Note that from here on, I enabled freesync and limited fps to 165. I tried to look for some AI shenanigans but they were hard to find. On the missile, you can see what I think is a tiny bit of ghosting of the fins, and some warping of the terrain below it. I found it acceptable considering the edge case in which I had to find it. It certainly is better to what I am used to, as my old system used to throw me phantom MiGs when I ran in VR with ASW on (it was unworkable without).
Tonight, I hope to get some controls and VR set up so I can test that. I should also find a mission with tons of action so I can test out the limits of the 9800X3D
I downloaded the latest stable BIOS ROM for my Asrock X870E Taichi mobo and tried to install it from the UEFI Instant Flash utility, but it said it couldn’t find a compatible file.
I eventually managed to update it by using the BIOS Flashback feature which meant renaming the ROM and putting it on a USB stick in a certain USB port.
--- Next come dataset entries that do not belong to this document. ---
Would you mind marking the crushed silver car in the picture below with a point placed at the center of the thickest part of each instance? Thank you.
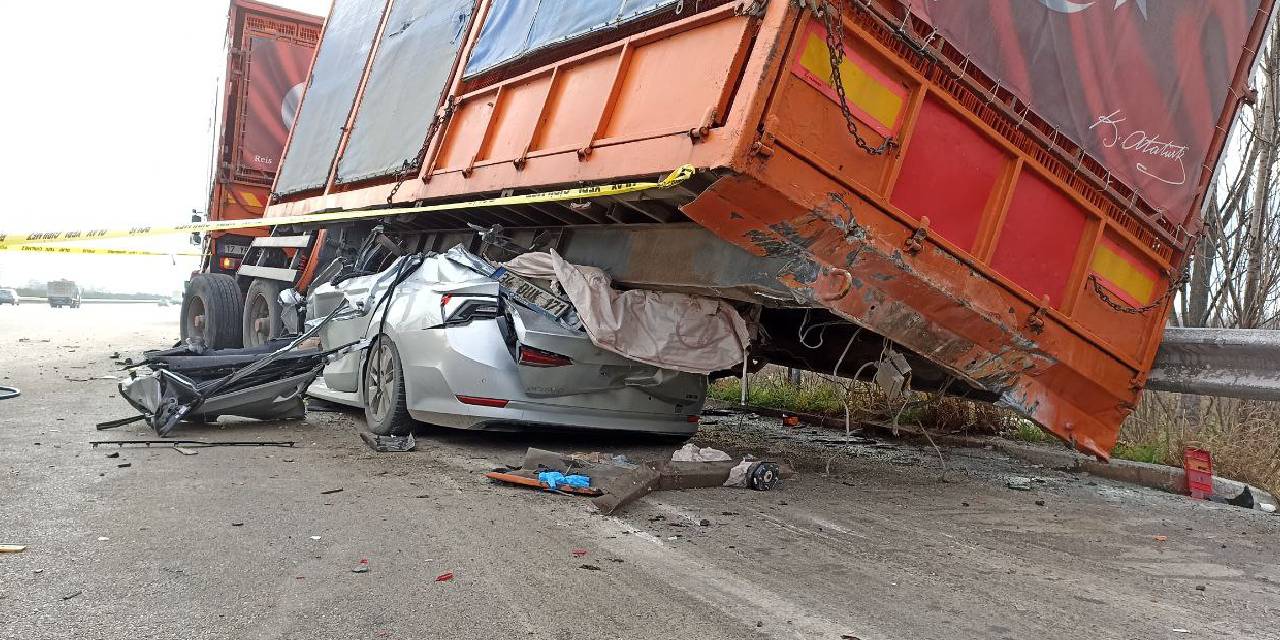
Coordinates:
(469, 344)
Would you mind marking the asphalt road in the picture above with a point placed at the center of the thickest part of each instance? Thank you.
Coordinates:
(246, 543)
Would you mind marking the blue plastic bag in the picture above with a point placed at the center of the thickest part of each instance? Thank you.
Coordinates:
(553, 479)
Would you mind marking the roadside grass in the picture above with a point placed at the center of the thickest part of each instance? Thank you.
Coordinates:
(819, 394)
(1242, 435)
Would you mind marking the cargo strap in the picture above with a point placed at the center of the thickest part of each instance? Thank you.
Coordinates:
(8, 241)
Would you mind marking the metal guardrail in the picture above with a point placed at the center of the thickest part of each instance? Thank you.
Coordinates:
(1225, 362)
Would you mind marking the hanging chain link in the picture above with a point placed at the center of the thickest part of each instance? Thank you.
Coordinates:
(1174, 287)
(831, 18)
(412, 167)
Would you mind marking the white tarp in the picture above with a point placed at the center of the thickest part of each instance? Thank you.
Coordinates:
(671, 330)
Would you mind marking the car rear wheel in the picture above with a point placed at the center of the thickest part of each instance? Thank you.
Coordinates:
(263, 320)
(211, 310)
(385, 411)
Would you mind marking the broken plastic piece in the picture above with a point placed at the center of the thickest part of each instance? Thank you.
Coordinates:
(388, 443)
(554, 480)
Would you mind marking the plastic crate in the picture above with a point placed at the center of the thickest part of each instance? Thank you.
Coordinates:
(1198, 465)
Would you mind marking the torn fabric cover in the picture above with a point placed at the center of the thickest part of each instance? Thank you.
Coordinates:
(671, 330)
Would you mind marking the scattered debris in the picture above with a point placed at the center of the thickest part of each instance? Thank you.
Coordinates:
(192, 382)
(530, 479)
(1244, 498)
(388, 443)
(554, 479)
(192, 443)
(693, 453)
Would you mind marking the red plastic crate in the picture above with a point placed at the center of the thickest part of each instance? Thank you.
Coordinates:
(1198, 465)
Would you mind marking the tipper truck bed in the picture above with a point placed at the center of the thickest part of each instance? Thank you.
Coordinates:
(1001, 190)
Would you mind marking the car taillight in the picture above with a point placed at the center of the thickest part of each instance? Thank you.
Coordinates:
(530, 356)
(481, 402)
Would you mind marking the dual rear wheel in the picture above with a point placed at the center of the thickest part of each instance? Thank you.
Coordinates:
(218, 312)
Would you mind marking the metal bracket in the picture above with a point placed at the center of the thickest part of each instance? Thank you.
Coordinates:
(1036, 321)
(915, 242)
(763, 146)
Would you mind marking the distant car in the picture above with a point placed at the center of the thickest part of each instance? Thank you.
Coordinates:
(456, 351)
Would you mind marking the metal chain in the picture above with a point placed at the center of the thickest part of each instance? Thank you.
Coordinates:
(410, 168)
(831, 18)
(1174, 287)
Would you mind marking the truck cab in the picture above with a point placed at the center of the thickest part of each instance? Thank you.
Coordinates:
(63, 293)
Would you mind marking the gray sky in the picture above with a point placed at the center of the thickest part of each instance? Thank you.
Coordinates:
(106, 122)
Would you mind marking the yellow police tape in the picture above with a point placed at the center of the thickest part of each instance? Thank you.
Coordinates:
(91, 251)
(10, 240)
Any Asrock users who know if this is typical for their boards? I’ve used ASUS for the last decade or so…
I have an older B540 Asock mobo, but I have always downloaded to a USB stick first and done it that way.
I had trouble once flashing the BIOS with my previous Asus ROG board using the ‘direct download’ method, took me ages to fix it and have never done that again.
Sorry no idea, it’s my first ASRock Board and since the BIOS it shipped with wasn’t compatible with the 9800X3D I had to use the flashback feature. I actually found the process to be quite nice. It took way less time than flashing the BIOS on my X570 Aorus Master as well so that’s nice.